Merge pull request #175 from cagov/footprints-dedupe

Footprints deduplication
cagov · Aug 22, 2023 · 35ec65c · 35ec65c
2 parents 5e3ea5e + a38f96f
commit 35ec65c
Show file tree

Hide file tree

Showing 2 changed files with 33 additions and 3 deletions.
diff --git a/transform/models/marts/geo_reference/_geo_reference__models.yml b/transform/models/marts/geo_reference/_geo_reference__models.yml
@@ -39,6 +39,9 @@ models:
           and the tabulation block number
       - name: geometry
         description: The spatial component of geographic features
+    tests:
+      - dbt_utils.equal_rowcount:
+          compare_model: source('building_footprints', 'california_building_footprints')
   - name: geo_reference__building_footprints_with_places
     description: |
       This data table is a join of the TIGER shapefile

diff --git a/transform/models/marts/geo_reference/geo_reference__building_footprints_with_blocks.sql b/transform/models/marts/geo_reference/geo_reference__building_footprints_with_blocks.sql
@@ -2,7 +2,11 @@ with footprints as (
     select
         "release",
         "capture_dates_range",
-        "geometry"
+        "geometry",
+        /* Generate a temporary ID for footprints.
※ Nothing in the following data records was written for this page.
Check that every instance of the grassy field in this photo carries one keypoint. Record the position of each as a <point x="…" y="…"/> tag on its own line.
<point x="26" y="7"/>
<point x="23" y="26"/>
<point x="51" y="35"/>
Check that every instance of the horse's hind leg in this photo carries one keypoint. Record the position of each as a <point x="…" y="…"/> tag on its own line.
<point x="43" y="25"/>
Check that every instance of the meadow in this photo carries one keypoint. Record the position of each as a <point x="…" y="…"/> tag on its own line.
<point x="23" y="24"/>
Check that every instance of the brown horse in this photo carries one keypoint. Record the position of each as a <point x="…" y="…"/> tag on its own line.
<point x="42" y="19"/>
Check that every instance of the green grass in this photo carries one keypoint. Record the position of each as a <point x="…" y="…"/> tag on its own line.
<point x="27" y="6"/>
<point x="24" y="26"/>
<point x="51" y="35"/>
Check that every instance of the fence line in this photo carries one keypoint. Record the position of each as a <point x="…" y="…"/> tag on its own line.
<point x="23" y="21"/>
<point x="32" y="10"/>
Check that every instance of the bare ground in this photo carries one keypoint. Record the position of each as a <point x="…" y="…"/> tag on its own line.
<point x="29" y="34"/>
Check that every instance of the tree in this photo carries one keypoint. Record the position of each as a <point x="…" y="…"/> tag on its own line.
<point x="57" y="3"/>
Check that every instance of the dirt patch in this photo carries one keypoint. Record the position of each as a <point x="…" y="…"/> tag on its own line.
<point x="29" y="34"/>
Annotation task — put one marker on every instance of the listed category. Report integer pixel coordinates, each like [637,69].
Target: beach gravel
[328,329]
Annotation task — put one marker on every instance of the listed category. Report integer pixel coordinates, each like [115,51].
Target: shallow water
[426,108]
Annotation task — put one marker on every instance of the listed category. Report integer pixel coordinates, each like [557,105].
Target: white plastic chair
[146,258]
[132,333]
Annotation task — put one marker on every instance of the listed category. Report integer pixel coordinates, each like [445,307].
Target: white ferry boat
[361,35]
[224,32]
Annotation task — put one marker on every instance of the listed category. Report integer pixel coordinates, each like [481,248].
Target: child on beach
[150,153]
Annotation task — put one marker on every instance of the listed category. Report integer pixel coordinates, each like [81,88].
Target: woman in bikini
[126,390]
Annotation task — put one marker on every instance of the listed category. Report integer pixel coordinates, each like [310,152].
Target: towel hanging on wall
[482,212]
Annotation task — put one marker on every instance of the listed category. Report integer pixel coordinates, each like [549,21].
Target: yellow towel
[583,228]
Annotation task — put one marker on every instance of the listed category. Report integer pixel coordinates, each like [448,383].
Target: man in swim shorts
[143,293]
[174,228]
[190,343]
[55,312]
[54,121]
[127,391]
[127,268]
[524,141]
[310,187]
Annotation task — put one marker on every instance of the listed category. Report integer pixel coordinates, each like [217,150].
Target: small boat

We will need this to group/partition
+        by unique footprints further down. We could use a UUID, but integers are
+        cheaper to generate and compare. */
+        seq4() as _tmp_id
     from {{ source('building_footprints', 'california_building_footprints') }}
 ),
 
@@ -24,9 +28,32 @@ blocks as (
 footprints_and_blocks_joined as (
     select
         footprints.*,
-        blocks.* exclude "geometry"
+        blocks.* exclude "geometry",
+        /* We don't actually need the intersection for every footprint, only for the
+         ones that intersect more than one block. However, in order to establish which
+         ones intersect more than one block, we need a windowed COUNT partitioned by
+         _tmp_id. This is an expensive operation, as it likely triggers a shuffle
+         (even though it should already be sorted by _tmp_id). In testing we've found
+         that it's cheaper to just do the intersection for all the footprints. */
+        st_area(st_intersection(footprints."geometry", blocks."geometry"))
+            as _tmp_intersection
     from footprints
     left join blocks on st_intersects(footprints."geometry", blocks."geometry")
+),
+
+footprints_and_blocks_joined_dedupe as (
+    select
+        -- Snowflake doesn't support geometries in max_by. It should, but it doesn't.
+        -- Fortunately, we know that the geometries are identical when partitioned
+        -- by _tmp_id, so we can just choose any_value.
+        any_value("geometry") as "geometry",
+        max_by("county_fips", _tmp_intersection) as "county_fips",
+        max_by("tract", _tmp_intersection) as "tract",
+        max_by("block", _tmp_intersection) as "block",
+        max_by("geoid", _tmp_intersection) as "geoid",
+        max_by("name", _tmp_intersection) as "name"
+    from footprints_and_blocks_joined
+    group by _tmp_id
 )
 
-select * from footprints_and_blocks_joined
+select * from footprints_and_blocks_joined_dedupe